Когда мне уже казалось, что пришел конец — лошадь рванет или человек меня обидит, — появлялся реб Ошер, и все становилось на место. Он легко, как Самсон, нес тяжелые бидоны, был сильнее лошади, сильнее любого, а глаза у него были добрые, говорил он по-нашему и был другом моего отца. Я хотел только одного — ехать с этим человеком день и ночь, через поля и леса, до Африки, до Америки, до конца света, и все время наблюдать, смотреть, что творится вокруг…
И каким другим был этот самый реб Ошер в Новый год или в День Искупления!

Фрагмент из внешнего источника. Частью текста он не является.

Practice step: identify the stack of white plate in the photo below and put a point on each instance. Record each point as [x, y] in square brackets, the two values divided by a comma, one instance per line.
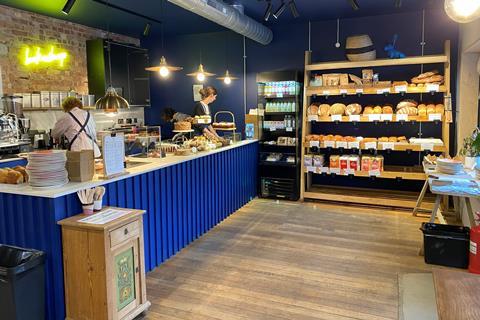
[449, 166]
[47, 168]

Плотники установили в комнате отца скамьи — там молились женщины. Из спальни вынесли кровати, внесли туда Ковчег Завета, устроив крошечную синагогу. Борода реб Ошера казалась еще чернее на фоне белого одеяния. Голову его покрывала высокая шапка, расшитая золотом и серебром. Он поднимался к кафедре ведущего молитву и львиным голосом рычал:
— Услышь меня, лишенного благ…
Наша спальня была слишком маленькой для баса, гремевшего из этой мощной груди. Он раздавался на пол-улицы. Реб Ошер читал и пел, остальные составляли хор. Глубокий бас реб Ошера вызывал тревогу в отделении женщин. Все они, конечно, хорошо его знали. Только вчера покупали в его лавке молоко, простоквашу, масло. Теперь он представлял народ Израиля перед Всемогущим, возносил молитвы прямо к Сияющему Трону, среди трепещущих крылами ангелов, среди книг, в которых записаны добрые дела и грехи всех смертных…

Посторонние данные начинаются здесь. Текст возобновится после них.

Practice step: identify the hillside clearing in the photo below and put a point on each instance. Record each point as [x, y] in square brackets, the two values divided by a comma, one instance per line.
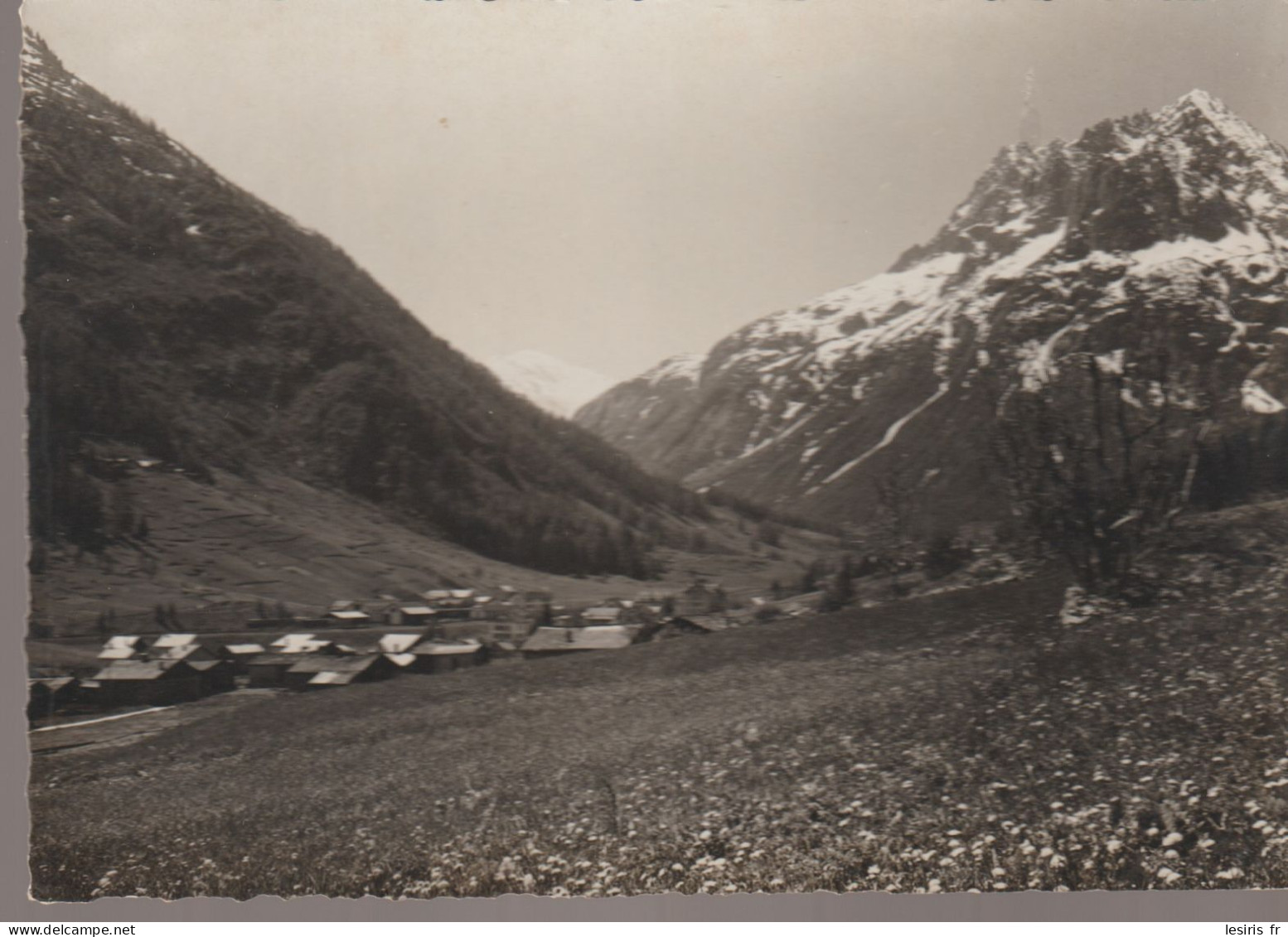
[946, 743]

Когда он добирался до молитвы «Мы выразим мощь» и начинал читать о судьбах людей — кто будет жить, кто умрет, кто погибнет в огне, а кто в воде, женщины начинали плакать. Но реб Ошер победно провозглашал:
— …Каясь, молясь и жертвуя бедным, можно отвратить злую судьбу!

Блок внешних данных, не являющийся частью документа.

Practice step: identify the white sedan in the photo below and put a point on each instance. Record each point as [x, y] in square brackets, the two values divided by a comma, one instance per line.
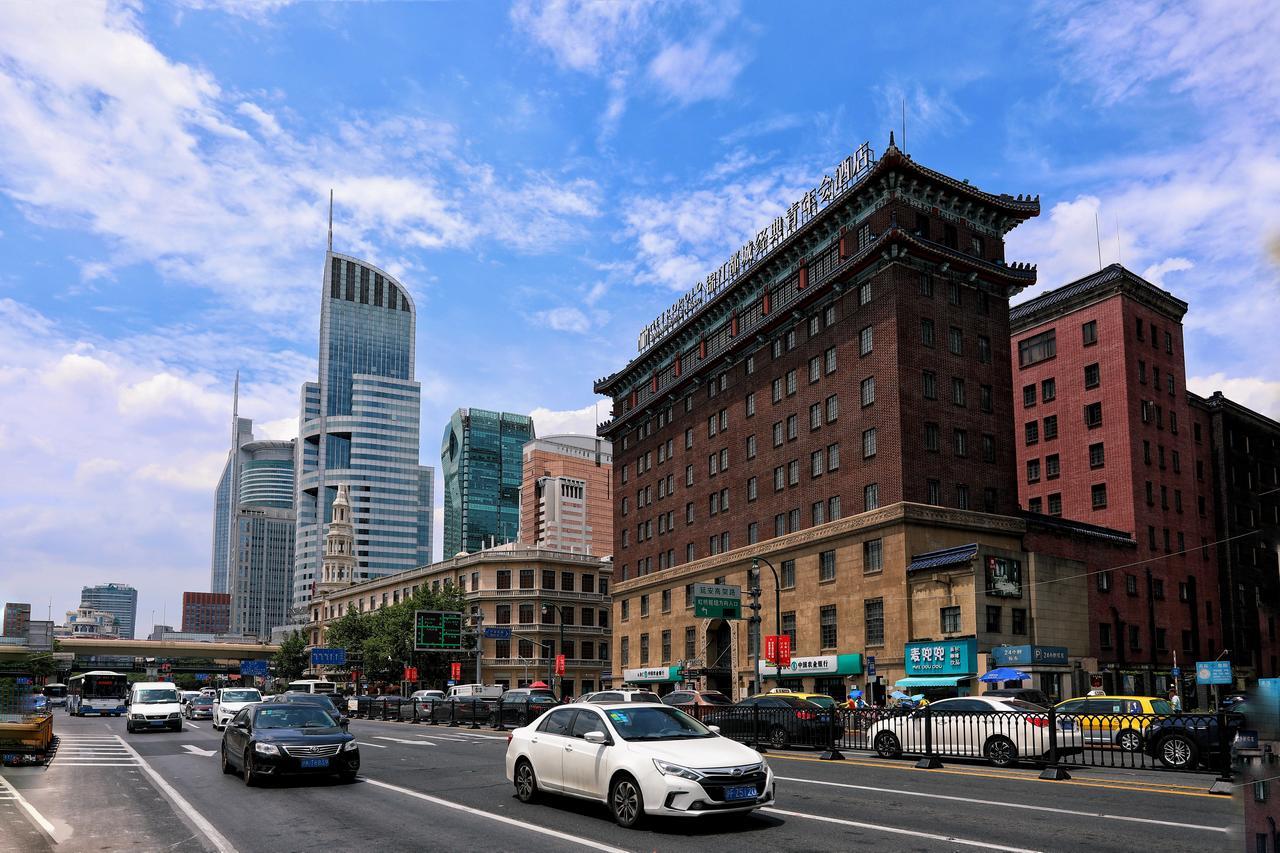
[638, 758]
[996, 729]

И у каждого сваливался камень с сердца.
Когда реб Ошер пел о ничтожестве человека и величии Бога, всех охватывали радость и блаженство. Почему человеку, всего лишь мимолетной тени, цветку, которому суждено завянуть, думать, что Бог, милосердный и справедливый, причинит ему зло? Каждое слово, каждая нота, выкрикиваемые реб Ошером, отгоняли страх, воскрешали надежду. Мы действительно ничто, а Он — всё. Мы при жизни лишь прах, а после смерти меньше, чем прах, Он же вечен, и дни Его никогда не окончатся. В Нем, только в Нем наша надежда.